Terry’s response is the raison d’être of this post. It also features really long paragraphs, too long for my poor working memory, so I’ve broken it up for personal edification:

One can broadly divide arguments involving some parameter (with a non-empty range) into three types: “worst case analysis”, which establish some claim for all choices of parameters; “average case analysis”,which establish some claim for almost all choices of parameters; and “best case analysis”, which establish some claim for at least one choice of parameters.

(One can also introduce an often useful variant of the average case analysis by working with “a positive fraction” of choices rather than “almost all”, but let us ignore this variant for sake of this discussion.)

There are obvious implications between the three: worst case analysis results imply average case analysis results (these are often referred to as “deterministic arguments”), and average case analysis results imply best case analysis results (the “probabilistic method”). In the contrapositive, if a claim fails in the average case, then it will also fail in the worst case; and if it fails even in the best case, then it fails in the average case.

However, besides these obvious implications, one generally sees quite different methods used the three different types of results. In particular, average case analysis (such as the arguments discussed in this blog post) gets to exploit methods from probability (and related areas such as measure theory and ergodic theory); best case analysis relies a lot on explicit constructions to design the most favorable parameters for the problem; but worst case analysis is largely excluded from using any of these methods, except when there is some “invariance”, “dispersion”, “unique ergodicity”, “averaging” or “mixing” property that allows one to derive worst-case results from average-case results by showing that every worst-case counterexample must generate enough siblings that at they begin to be detected by the average-case analysis.

For instance, one can derive Vinogradov’s theorem (all large odd numbers are a sum of three primes) from a (suitably quantitative) almost all version of the even Goldbach conjecture (almost all even numbers are the sum of two primes), basically because a single counterexample to the former implies a lot of counterexamples to the latter (see Chapter 19.4 of Iwaniec-Kowalski for details).

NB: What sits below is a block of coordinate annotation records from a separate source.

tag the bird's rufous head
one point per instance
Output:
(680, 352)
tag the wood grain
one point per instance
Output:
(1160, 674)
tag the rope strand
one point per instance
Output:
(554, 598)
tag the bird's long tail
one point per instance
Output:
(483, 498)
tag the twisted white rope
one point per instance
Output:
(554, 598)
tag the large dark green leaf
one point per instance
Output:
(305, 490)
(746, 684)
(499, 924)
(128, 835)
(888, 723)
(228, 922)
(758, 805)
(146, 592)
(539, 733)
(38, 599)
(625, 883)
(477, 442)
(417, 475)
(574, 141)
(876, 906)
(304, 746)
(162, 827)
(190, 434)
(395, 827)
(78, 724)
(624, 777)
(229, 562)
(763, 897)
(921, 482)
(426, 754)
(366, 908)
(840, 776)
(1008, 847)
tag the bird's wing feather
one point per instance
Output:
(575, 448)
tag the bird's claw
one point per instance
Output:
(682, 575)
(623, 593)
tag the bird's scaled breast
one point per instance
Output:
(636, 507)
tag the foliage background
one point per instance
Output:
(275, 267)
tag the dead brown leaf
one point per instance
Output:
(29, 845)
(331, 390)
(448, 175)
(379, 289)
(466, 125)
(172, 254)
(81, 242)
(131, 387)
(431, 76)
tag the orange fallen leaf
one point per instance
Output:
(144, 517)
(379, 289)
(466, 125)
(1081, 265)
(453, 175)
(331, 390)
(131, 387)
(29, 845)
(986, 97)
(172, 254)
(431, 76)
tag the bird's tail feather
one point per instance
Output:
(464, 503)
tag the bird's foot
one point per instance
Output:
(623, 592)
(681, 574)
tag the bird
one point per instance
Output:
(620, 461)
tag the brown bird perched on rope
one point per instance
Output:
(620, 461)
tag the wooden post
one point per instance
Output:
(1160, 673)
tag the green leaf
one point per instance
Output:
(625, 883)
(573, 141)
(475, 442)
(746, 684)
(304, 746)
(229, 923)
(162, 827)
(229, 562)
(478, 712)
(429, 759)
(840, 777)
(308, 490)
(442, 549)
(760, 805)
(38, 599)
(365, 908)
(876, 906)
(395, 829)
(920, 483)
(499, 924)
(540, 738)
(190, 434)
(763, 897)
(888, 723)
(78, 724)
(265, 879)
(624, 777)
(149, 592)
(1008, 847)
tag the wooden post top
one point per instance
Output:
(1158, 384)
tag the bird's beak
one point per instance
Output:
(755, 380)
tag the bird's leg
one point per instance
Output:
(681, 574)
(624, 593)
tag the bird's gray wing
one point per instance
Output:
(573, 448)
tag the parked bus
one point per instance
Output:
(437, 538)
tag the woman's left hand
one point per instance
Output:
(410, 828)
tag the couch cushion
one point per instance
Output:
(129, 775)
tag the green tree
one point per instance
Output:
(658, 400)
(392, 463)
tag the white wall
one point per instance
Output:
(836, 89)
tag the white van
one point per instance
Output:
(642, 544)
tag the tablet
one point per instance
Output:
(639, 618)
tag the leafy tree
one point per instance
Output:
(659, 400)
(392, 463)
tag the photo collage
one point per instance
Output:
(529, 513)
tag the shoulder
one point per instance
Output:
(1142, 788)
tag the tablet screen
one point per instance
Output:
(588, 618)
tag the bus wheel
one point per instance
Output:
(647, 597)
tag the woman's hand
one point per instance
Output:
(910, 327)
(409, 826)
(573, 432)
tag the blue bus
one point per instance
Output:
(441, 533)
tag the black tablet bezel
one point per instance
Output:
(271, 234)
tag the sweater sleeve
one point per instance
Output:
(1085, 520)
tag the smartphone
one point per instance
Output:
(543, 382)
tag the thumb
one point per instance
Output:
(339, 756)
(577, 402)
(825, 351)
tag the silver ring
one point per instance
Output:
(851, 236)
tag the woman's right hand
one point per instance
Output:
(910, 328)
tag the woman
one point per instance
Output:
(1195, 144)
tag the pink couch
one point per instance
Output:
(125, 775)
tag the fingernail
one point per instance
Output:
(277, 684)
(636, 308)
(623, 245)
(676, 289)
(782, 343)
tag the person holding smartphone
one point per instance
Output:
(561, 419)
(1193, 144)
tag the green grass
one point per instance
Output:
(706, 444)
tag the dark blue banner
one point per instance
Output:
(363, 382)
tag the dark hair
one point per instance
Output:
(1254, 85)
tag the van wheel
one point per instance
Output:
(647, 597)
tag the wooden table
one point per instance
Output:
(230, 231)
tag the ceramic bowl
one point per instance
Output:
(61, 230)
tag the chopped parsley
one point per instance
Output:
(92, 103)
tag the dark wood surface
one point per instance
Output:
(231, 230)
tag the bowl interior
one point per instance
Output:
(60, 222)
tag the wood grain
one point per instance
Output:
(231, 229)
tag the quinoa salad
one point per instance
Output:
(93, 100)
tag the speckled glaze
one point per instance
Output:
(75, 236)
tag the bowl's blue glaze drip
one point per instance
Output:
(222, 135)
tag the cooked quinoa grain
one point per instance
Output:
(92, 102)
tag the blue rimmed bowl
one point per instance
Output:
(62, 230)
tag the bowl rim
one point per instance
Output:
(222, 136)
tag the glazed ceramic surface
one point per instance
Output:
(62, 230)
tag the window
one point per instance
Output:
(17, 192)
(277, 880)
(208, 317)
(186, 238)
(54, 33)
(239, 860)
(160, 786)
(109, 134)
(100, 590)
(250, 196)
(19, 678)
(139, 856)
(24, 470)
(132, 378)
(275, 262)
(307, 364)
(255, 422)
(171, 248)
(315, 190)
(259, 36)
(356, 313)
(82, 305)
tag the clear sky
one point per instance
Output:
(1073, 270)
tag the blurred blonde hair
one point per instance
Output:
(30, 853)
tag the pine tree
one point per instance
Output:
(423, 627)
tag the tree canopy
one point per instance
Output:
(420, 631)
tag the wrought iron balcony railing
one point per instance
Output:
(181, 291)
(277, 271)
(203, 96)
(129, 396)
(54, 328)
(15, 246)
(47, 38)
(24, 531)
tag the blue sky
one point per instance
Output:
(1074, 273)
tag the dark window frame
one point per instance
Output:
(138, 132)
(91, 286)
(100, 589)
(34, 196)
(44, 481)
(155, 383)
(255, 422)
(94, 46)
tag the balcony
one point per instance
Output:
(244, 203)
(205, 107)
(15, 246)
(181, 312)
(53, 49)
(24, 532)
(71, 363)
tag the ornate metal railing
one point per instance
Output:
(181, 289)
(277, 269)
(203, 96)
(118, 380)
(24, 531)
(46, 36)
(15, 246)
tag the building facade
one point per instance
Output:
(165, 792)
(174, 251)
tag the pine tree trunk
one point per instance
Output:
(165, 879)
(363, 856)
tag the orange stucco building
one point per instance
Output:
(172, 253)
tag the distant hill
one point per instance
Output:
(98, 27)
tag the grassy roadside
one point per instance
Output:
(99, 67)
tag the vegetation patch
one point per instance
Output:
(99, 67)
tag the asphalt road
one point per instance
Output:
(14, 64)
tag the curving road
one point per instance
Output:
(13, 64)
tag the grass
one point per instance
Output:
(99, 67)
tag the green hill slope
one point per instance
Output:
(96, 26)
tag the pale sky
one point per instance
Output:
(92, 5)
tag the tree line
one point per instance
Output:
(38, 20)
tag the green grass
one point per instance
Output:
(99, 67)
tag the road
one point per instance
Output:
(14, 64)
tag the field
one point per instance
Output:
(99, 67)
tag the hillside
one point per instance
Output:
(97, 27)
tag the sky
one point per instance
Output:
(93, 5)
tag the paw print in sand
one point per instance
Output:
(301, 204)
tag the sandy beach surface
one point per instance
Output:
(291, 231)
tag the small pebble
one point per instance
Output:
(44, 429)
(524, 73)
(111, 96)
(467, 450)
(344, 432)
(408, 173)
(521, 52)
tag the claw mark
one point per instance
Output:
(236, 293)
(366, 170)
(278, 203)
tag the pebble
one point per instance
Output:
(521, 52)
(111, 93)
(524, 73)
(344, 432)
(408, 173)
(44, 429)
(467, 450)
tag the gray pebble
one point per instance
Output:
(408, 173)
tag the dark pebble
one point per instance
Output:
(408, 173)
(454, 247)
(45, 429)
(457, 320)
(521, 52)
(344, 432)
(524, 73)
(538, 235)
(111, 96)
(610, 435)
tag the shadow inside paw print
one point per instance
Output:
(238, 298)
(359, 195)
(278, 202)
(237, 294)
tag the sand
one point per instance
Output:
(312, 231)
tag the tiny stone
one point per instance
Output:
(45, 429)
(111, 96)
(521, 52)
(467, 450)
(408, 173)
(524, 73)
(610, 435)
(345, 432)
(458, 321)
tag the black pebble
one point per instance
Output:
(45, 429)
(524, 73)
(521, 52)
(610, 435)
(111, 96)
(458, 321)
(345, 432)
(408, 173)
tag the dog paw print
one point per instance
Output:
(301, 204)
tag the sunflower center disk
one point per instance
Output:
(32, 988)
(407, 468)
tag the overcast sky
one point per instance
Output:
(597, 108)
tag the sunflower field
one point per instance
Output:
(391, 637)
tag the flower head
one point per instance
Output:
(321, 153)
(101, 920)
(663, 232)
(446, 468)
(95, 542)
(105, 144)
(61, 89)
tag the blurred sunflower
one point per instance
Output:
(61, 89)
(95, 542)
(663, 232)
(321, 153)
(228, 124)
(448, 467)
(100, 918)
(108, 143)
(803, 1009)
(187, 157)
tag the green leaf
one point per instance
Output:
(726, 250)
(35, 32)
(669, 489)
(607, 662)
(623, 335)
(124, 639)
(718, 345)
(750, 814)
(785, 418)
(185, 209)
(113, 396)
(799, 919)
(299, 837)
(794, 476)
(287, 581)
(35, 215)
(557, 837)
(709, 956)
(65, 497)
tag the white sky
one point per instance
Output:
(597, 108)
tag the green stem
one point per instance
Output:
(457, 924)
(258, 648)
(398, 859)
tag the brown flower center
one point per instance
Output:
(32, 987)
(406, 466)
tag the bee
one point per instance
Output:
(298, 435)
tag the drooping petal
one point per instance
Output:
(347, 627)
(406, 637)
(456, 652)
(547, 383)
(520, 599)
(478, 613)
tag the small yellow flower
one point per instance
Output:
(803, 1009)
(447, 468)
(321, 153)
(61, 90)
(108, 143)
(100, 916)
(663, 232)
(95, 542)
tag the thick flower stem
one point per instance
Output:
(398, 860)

At a more trivial (but still widely used) level, if there is so much invariance with respect to a parameter that the truth value of a given property does not actually depend on the choice of parameter, then the worst, average, and best case results are equivalent, so one can reduce the worst case to the best case (such arguments are generally described as “without loss of generality” reductions).

However, in the absence of such mixing properties, one usually cannot rigorously convert positive average case results to positive worst case results, and when the worst case result is eventually proved, it is often by a quite different set of techniques (as was done for instance with FLT). So it is often better to think of these different types of analysis as living in parallel, but somewhat disjoint, “worlds”.

(In additive combinatorics, there is a similar distinction made between the “100% world”, “99% world”, and “1% world”, corresponding roughly to worst case analysis and the two variants of average case analysis respectively, although in this setting there are some important non-trivial connections between these worlds.)

In the specific case of the Collatz conjecture, the only obvious invariance property is that coming from the Collatz map itself (N obeys the Collatz conjecture Col_min(N) = 1 if and only if Col(N) does), but this seems too weak of an invariance to hope to obtain worst case results from average case ones (unless the average case results were really, really, strong).